The Eighth Circuit Court of Appeals ruled that an emergency physician had no right to expect that he would continue working at a hospital due to the language in the contract he signed.
The emergency physician signed an independent contractor agreement with the staffing company for Drew Memorial Hospital in Monticello, Arkansas. The staffing company’s agreement with Drew Memorial stated that Drew Memorial had the “sole discretion to request the immediate removal of any physician at any time.” The emergency physician’s independent contractor agreement had language agreeing that the group could terminate the agreement for “reasonable cause.” One of the “reasonable causes” for which the contract could be terminated was
The request by [Drew Memorial] for the immediate removal of Independent Contractor from further service . . . . The determination that the Independent Contractor shall be removed from emergency services at [Drew Memorial] is in the sole discretion of [Drew Memorial], and being a contractual matter, is not subject to the review procedures in the Medical Staff Bylaws.
When the hospital invoked its contractual right to remove the physician from the schedule, the emergency physician sued, claiming that his right to due process had been violated and that the hospital illegally interfered with his contractual arrangement with the staffing company.
The Eighth Circuit Court of Appeals dismissed the physician’s case, stating that the plain language in the contract the physician signed made it clear that the physician could not have “a legitimate claim of entitlement to continued employment.” Even if the physician did have such an expectation, that expectation was contrary to the language in the agreement.
With regard to the physician’s allegation that Drew Memorial Hospital improperly interfered with the contractual relationship between the physician and the staffing company, the court again ruled that the contract language controlled.
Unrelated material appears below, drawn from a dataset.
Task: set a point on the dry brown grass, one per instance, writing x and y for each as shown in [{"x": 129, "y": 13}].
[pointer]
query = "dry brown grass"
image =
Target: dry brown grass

A claim for interference with a contractual relationship must show that there was some “unauthorized conduct of the defendant.” In this case, the contract the physician signed specifically allowed the hospital to request his “immediate removal … from further service.”
See Schueller v. Goddard, 631 F.3d 460 (2011)
Commentary
Many contracts contain language that allow a physician to be immediately removed from the schedule. Both staffing companies and hospitals almost always refuse to remove such language from their contracts. When you think about it, it is rather unfair that a hospital or staffing company forces you to provide 90 days notice before a physician can leave while at the same time giving itself the right to immediately terminate the same agreement.
When contracts contain such “immediate termination” language, the physician becomes an “at will” employee or contractor, meaning that the physician can be terminated “at the will” of the hospital or group. There is absolutely NO job security in a contract containing language allowing a physician to be immediately terminated in this manner.
In some cases, changing the contract language to reflect that the hospital or group’s request to remove the physician must be “reasonable” will provide some protection from immediate termination. Adding language requiring the hospital or group to promptly notify the physician of any events that would result in a request to immediately remove the physician from the schedule may give the physician a “heads up” to begin looking for another job.
Ultimately, the best protection against “immediate termination” language is to be on staff at more than one hospital. While it may be difficult to avoid being terminated at one facility, being on staff at others will at least maintain an income stream until staff privileges can be obtained at another hospital.